Türkiye, tarihinin en büyük felaketini 6 Şubat’ta yaşadı. 50 binin üzerinde vatandaşımızın hayatını kaybettiği deprem, Hatay’ı neredeyse haritadan sildi; Adıyaman, Kahramanmaraş ve Gaziantep’in de aralarında bulunduğu 11 şehir ve onlarca ilçede büyük tahribat yarattı. Bu büyük felakette gazeteciler de hem çalışma koşulları hem haberleri ile büyük bir sınav verdi.

Yaşanan bu büyük acıların ardından ortaya çıkan toplumsal kriz, insanlığa gazeteciliğin önemini bir kez daha gösterdi. Kamuoyunun doğru bilgilendirilmesinin gazetecilerin görevlerini en uygun şartlarda yapabilmesi ile doğru orantılı olduğu bir kez daha gözler önüne serildi. Gazetecilerin, özellikle de deprem gibi krizli dönemlerdeki mesleki deneyimleri, toplumun doğru bilgiye ulaşması açısından tartışma konusu yarattı.

Doğru, yanlış, sahte veya çarpıtılmış bilgileri birbirinden ayırt edememenin can güvenliğini tehdit ettiği, hatta insan hayatına mal olabildiği afet dönemlerinde, dezenformasyon ile mücadelenin önemi daha çok arttı. Uzmanlarla görüşerek edindiğimiz bilgiler doğrultusunda şu bilgilere ulaştık…

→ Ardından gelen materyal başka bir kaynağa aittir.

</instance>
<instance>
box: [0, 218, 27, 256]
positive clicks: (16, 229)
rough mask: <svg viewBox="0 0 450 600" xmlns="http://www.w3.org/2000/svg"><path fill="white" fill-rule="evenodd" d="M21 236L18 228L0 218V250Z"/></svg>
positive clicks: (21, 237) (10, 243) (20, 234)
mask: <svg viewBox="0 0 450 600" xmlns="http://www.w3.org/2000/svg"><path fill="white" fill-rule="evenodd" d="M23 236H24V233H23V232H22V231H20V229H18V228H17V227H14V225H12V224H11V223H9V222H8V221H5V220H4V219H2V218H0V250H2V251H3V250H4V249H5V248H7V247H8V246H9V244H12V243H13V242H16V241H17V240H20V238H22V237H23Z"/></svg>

İç ya da dış aktörler tarafından organize edilen dezenformasyon kampanyaları, daha geniş kitlelere ulaşabilmek için dijital platformların ve kullanıcıların zayıflıklarından faydalanmakta. Bilginin hızlı, kolay ve düşük maliyetle üretildiği dijital ortamlarda özellikle olağanüstü dönemlerde “infodemi” adı verilen bilgi bombardımanlarına rastlanmakta. (İngilizce info (bilgi) ve epidemi (salgın) kelimelerinin birleştirilmesiyle oluşturulan bir kavram olan Infodemi hem doğru hem de yanlış bilgilerin hızlı bir şekilde yayılmasını ifade ediyor.)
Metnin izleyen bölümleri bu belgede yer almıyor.